Do ponto de vista de saúde pública, a OMS considerou a China de risco muito alto e elevado a nível regional e global, e a única forma de conter a propagação da infeção é o isolamento para os doentes e a quarentena para os contactos, dado não se dispor de outros meios de prevenção, como a vacinação. Na China, 15 cidades adotaram medidas de quarentena, afetando cerca de 57 milhões de pessoas. Quanto aos doentes, a única medida disponível é o de suporte de vida, para as situações mais graves, por forma a dar tempo a que os mecanismos de defesa do hospedeiro atuem e a infeção seja debelada.

Os coronavírus é uma vasta família de vírus, com provável origem em morcegos, e que se propagou para outros mamíferos e aves, bem como ao homem, sendo responsável nestes últimos, principalmente no inverno, pelas constipações de transmissão pessoa-pessoa. Os coronavírus dos animais raramente se transmitem ao homem, mas podem causar doença grave, como a SARS, com provável origem na civeta (gato dos Himalaias) ou a Síndrome Respiratória do Médio Oriente (MERS) com origem no camelo.

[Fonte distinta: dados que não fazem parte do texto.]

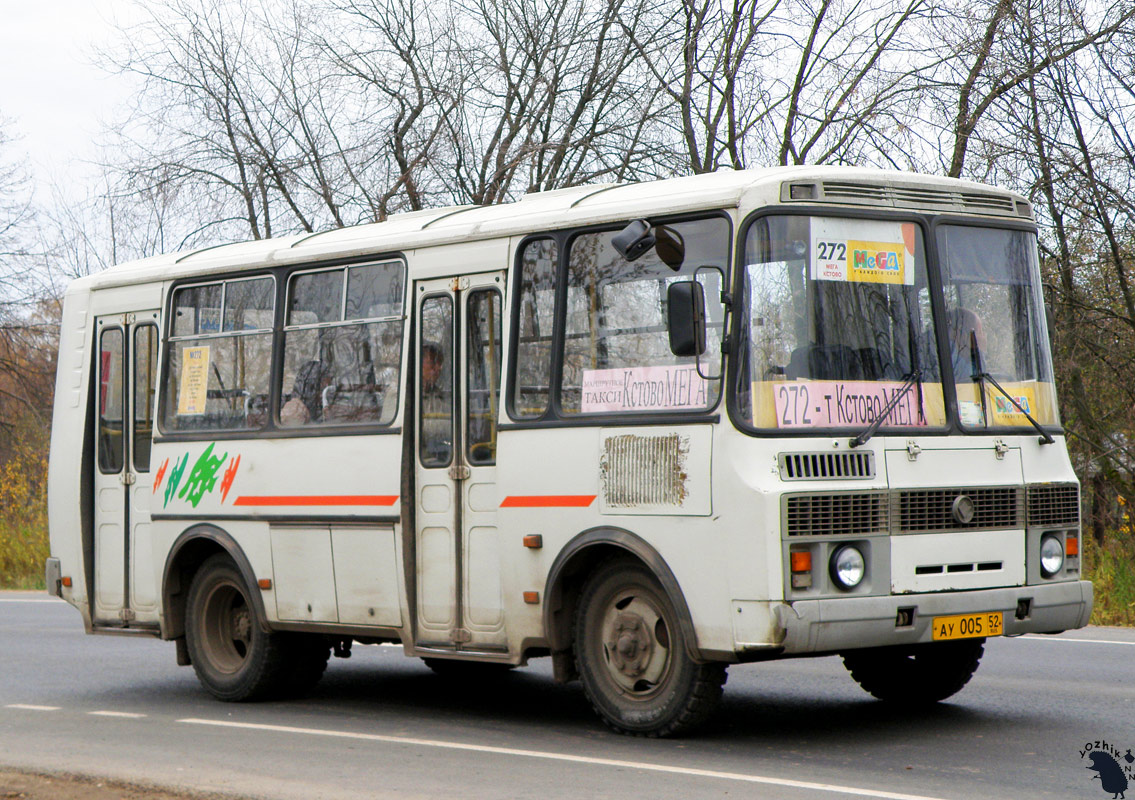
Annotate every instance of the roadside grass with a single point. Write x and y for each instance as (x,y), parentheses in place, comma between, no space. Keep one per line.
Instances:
(23,521)
(1111,569)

Na SARS, cerca de 25% dos infetados desenvolveram doença grave, com uma mortalidade de 9% a 12%.

2019-nCoV (nova estirpe de coronavírus), tal como para os coronavírus responsáveis pela SARS e pela MERS, são vírus de transmissão ambiental, responsáveis principalmente por infeções nosocomiais, evoluindo para pneumonia grave, em particular em idosos, e naqueles com diabetes e outras doenças crónicas respiratórias, cardíacas, renais e hepáticas e, ainda, nos imunossuprimidos.

No caso de 2019-nCoV, em Wuhan, parece ter havido ligação a um grande mercado de peixe e animais vivos, sugerindo transmissão animal-homem. Porém, as autoridades chinesas admitem que, atualmente, domina a transmissão pessoa-pessoa. Entre nós, o risco depende da exposição, em particular para os profissionais de saúde em contacto com doentes infetados por 2019-nCoV. Para a população em geral, com exposição pouco provável ao vírus, o risco é considerado baixo.

Aconselha-se, portanto, a não viajar para a China e para aqueles em que seja essencial deslocarem-se àquele país recomenda-se evitarem o contacto com doentes, deslocarem-se aos mercados de animais e a não comerem alimentos crus e, ainda, lavar as mãos com frequência.